Thursday, April 26, 2007

The Atrium

Today I had occasion to work offsite.
In other words, spent the whole day in a building entirely foreign to me.
It was a beautiful, immense place.
So sprawling that the grounds can only be described as a “campus” and the buildings themselves, a “complex".

At lunchtime I wandered up to the fully-staffed cafeteria. There was a great assortment of fresh food to choose from, and a Menu to please just about anyone other than Gandhi! [You gotta admit. That guy was a bit picky!]
There is even a full-out bakery in this place, behind the counter of which, a guy was walking around with one of those big hats on.
Question: Why do bakers even NEED those hats?
Name one thing more superfluous in this world than the big enormous hat of a baker!

So I got some stuff and sat at a far-off table, so as not to be too distracted by all these people congregated in one area, chattering like a herd of chipmunks.
Opened my book.
Munched on my carrot cake and sipped coffee that was profoundly NOT Starbucks.
Afterwards, I got up and walked to the edge of the cafeteria level and looked out over the sprawling atrium of the place. The inner court, down below and up above.
Immense.
I instantly felt quieted. At peace.
There are trees down there, and all manner of [real] plant-life. Flowers. Rocks. A bubbling fountain. Just a real lot of air… empty space. I would not have been surprised to see a monkey swing by on a vine.
Windowed offices towering high on all sides, up, up, up.
And I found myself thinking how fun it would be to have wings.
The atrium achieved what is was DESIGNED to achieve, before my analytical mind kicked in and realized that it had done so.

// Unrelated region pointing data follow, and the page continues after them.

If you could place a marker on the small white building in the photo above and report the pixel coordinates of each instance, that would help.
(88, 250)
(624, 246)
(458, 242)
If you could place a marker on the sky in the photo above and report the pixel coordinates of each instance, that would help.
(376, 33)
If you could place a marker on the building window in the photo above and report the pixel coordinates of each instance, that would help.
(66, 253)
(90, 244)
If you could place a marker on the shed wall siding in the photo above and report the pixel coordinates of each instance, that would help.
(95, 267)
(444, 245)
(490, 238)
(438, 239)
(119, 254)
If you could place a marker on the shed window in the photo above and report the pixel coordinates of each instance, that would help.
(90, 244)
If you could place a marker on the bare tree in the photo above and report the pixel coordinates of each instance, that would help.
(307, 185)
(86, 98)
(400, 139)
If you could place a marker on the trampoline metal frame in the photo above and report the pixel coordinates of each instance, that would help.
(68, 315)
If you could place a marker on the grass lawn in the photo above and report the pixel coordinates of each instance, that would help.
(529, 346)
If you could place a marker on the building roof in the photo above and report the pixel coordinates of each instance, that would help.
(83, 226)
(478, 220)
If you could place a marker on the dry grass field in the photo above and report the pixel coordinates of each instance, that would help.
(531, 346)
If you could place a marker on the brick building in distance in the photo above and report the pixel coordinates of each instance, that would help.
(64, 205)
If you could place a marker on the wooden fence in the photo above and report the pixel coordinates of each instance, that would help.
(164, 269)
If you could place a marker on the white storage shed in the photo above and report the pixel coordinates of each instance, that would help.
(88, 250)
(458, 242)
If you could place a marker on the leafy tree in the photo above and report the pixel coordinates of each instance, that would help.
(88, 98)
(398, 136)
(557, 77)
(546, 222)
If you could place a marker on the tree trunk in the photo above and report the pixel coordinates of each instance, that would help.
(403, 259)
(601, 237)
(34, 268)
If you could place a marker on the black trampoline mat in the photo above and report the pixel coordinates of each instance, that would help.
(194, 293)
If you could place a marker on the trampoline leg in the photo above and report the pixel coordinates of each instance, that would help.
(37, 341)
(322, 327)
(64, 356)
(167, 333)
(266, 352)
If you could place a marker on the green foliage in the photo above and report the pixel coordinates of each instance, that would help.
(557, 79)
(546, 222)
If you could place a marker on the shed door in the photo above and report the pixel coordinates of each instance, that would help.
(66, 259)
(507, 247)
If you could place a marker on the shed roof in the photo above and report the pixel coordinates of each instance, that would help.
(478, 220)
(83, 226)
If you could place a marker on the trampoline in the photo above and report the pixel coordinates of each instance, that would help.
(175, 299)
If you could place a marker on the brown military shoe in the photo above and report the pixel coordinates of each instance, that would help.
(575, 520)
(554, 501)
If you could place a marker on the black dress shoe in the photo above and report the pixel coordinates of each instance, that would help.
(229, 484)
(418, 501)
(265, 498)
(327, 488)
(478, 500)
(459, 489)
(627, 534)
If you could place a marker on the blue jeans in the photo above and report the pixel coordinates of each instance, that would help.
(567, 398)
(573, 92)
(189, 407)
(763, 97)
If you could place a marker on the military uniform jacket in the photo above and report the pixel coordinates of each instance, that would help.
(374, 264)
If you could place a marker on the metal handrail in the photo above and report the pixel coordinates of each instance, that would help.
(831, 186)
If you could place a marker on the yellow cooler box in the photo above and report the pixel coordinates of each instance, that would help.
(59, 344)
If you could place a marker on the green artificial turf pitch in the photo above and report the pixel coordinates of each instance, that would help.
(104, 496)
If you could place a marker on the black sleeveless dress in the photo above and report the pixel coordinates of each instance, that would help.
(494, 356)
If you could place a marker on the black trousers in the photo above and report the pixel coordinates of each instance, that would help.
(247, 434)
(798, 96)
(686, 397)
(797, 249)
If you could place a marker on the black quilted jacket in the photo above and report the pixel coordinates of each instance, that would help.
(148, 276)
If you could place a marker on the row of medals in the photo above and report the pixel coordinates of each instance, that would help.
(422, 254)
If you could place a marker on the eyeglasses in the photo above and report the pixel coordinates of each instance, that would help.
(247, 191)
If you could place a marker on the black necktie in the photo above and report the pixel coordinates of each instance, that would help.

The atrium is a wonderful phenomenon, I think.
Look at the amount of SPACE that architects are “building” into today’s mega-structures.
It is amazing how much we need, and want to see, and feel → space.

Shopping malls → museums → libraries → galleries → office buildings.
Even some mega-bookstores.
Even the hotel resort I stayed at, in Puerta Vallarta. It had a gorgeous atrium, viewable from all floors. And there, the atrium was even truer to its original definition, being “open-roofed.”
When one considers the cost per square foot of realtor-controlled commercial space, it boggles the mind how impractical the best architects can be!
But it amounts to impractical wizardry.
Because it works.
It amounts to art, because it is embellishment.
Beyond the necessary, yet there.
Like a baker’s big huge, space-filled hat.

***********

5 comments:

Beth said...

And what would life be like without "impractical wizardry," "art," "embellishment" and all that is "beyond the necessary?"
We need all of those things.
(Great post.)

cipriano said...

I agree Beth.
[That it was a great post]!
No, but seriously... I agree that we need these spaces. We need the art of them.
I love even how the Eaton Center [it's not called this anymore is it?]... but I love how it is so wide open.
Those geese flying through it?

Just like I love the narwhals floating in space in the atrium of the World Exchange Plaza, here in Ottawa.

Cheers!

Merisi's Vienna For Beginners said...

I am in a practical mood*) today, so let me answer your question:
"Why do bakers even NEED those hats?
To hide the airconditiong equipment in there, stylishly.
*grin*
P.S.:
You like hair in your bread???

Don't ask about any other mood, I only whisper: Deep cellar. *yep*

Stefanie said...

The atrium sounds beautiful. My downtown library has a lovely one that goes all the way up and has bridges running from side to side on each floor. When I go there I love to up, don't like looking down too much though, makes me a bit woozy, but looking up, so much space, it really is breathtaking.

cipriano said...

Merisi:
I love your theory about what is going on inside the hats!

Stefanie: I remember you posting an image of the very Atrium in question. It was gorgeous, the new Library.